A majority of Australia's remaining fossil fuels 'must be left in the ground and cannot be burned' if society is to have any hope of curbing the existential threat posed by climate change, Australian scientists declare in a chilling government report released today.
"Unless effective action is taken, the global climate may be so irreversibly altered we will struggle to maintain our present way of life," report authors assert. "The choices we make this decade will shape the long-term climate future for our children and grandchildren."
The report finds that most of Australia's vast fossil fuel reserves must remain untouched in a country that ranks as the world's second largest exporter of coal, with shipments continuing to rise.
From today until 2050 we can emit no more than 600 billion tonnes of carbon dioxide to have a good chance of staying within the 2degC limit," deliver the authors in a sobering assessment.
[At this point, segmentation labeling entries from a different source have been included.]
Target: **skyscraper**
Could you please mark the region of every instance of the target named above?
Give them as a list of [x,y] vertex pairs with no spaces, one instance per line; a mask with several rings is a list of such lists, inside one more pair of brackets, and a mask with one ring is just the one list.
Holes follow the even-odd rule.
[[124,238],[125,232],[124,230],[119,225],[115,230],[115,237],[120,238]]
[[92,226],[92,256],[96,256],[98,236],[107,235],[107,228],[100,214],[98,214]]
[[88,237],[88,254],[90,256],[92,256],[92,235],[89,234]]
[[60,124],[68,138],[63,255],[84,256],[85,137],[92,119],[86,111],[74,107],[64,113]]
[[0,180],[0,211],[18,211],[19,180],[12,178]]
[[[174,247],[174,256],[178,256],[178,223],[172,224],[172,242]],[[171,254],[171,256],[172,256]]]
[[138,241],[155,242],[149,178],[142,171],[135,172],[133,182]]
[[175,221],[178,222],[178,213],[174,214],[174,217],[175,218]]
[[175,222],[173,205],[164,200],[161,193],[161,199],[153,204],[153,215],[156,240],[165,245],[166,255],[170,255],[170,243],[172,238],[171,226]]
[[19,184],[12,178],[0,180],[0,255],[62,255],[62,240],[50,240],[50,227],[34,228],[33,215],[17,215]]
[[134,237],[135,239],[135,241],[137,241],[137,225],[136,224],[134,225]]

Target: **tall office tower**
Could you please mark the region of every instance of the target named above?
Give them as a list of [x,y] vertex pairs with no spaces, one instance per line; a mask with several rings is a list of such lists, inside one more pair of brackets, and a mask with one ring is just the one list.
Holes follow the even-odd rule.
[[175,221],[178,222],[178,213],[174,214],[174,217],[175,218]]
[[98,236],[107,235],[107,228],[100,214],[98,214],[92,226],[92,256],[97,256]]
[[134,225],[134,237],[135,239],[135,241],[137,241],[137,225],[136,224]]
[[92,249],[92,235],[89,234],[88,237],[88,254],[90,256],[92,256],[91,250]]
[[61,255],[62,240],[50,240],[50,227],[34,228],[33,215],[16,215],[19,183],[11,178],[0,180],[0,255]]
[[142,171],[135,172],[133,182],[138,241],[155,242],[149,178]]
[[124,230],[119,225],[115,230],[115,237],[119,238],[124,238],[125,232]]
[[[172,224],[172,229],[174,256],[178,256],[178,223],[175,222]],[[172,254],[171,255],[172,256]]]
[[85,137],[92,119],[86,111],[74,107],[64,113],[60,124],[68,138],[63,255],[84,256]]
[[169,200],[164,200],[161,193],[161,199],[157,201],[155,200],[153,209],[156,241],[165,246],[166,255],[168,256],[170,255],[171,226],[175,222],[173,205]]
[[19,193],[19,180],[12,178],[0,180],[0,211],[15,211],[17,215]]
This would require reversing the rise in Australian emissions within the next two years if there is to be any hope of stemming the crisis.
Put simply, time is running out.
The Climate Commission that drafted the report was formed by the Australian government in 2011 to provide scientific information about climate change.
Their non-binding findings put them at loggerheads with Australia's powerful oil and coal industries, as well as the rising conservative opposition, expected to win elections in September. Opposition leader Tony Abbott, who declared climate change is 'absolute crap', has vowed to do away with the climate commission if elected.
Report authors warn, in what could be their final report given Australia's political climate, that the situation is dire: people across the world are already seeing the effects of climate change:
It is clear that the climate system has already shifted, changing conditions for all weather. While extreme weather events have always occurred naturally, the global climate system is hotter and wetter than it was 50 years ago. This has loaded the dice toward more frequent and forceful extreme weather events.
Severe weather events are a hot topic in the United States as firefighters continue to battle the largest fire in Colorado history.